X-Girl’s Make The World Go ‘Round
X-Girl est 1994. - the cult favorite brand that was the catalyst for kicking off the female streetwear scene as we know it today.
A brand that dressed a whole generation of young women looking for just one simple thing. Cute and casual clothes that fit them properly.
Founded by Sonic Youth's Kim Gordon and stylist Daisy Von Furth The label was created as a female-led response to the streetwear brand X-Large. The brand was also considered a pioneer for the Generation-X led “Girls Movement” of the 1990s, impacting the fashion, art and music industries.
By the early 1990s, Grunge was king. oversized flannel shirts, baggy pants and oversized Doc Martens had come to be seen as the unofficiauniform of the genre; Gordon,- ‘Godmother of grunge’ - voiced her own disdain against the aesthetic that was drowning girls in layers of ‘masculine’ clothing, that felt ‘borrowed from the boys’.
The line was aimed to create a more female oriented approach to the skater/riot grrrl image. 60s French new-wave heroine inspired A-line cut t-shirt dresses, street-inspired graphics on french sleeve baby shirts, and work-wear slacks that were designed to fit at the waist, just for you, no longer needing to steal a pair of baggy 874's from your skater boyfriend’s closet.
Infamously, The launch of the brand was commemorated by a side-walk guerilla fashion show on the streets of Soho, New York City.

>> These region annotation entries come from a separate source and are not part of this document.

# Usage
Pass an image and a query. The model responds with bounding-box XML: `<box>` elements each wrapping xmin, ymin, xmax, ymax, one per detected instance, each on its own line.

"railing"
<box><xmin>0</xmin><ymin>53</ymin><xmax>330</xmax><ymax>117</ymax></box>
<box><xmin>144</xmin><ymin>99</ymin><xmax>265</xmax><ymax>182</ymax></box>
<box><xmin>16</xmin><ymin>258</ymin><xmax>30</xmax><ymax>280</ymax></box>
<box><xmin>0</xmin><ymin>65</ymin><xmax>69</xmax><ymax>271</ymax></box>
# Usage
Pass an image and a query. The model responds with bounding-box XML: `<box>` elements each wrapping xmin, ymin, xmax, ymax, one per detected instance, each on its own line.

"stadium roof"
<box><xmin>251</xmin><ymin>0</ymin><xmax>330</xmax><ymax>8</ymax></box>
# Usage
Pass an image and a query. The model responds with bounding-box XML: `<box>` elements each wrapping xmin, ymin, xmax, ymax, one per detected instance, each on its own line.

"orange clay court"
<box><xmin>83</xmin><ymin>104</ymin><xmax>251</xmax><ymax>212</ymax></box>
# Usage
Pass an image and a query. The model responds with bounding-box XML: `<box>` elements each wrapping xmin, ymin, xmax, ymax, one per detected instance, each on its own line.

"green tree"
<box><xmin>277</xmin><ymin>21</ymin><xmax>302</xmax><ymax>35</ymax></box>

Produced by a young Sofia Coppola and Spike Jones, modeled by friends and family, including a young Chloe Sevigny where a hotel room bed-sheet was hung up with ‘X-GIRL IS NO.1’ in hot pink spray paint.
Since 1998, X-Girl has been exclusively under Japanese management, and maintained a steady presence in the young fashion market.
Despite not being centered in the US for close to three decades, X-Girl has maintained a legendary influence among high-brand labels; Miu-Miu and Heaven by Marc Jacobs as a precursor of influence for guerilla marketing and striking the balance between tomboy and girly.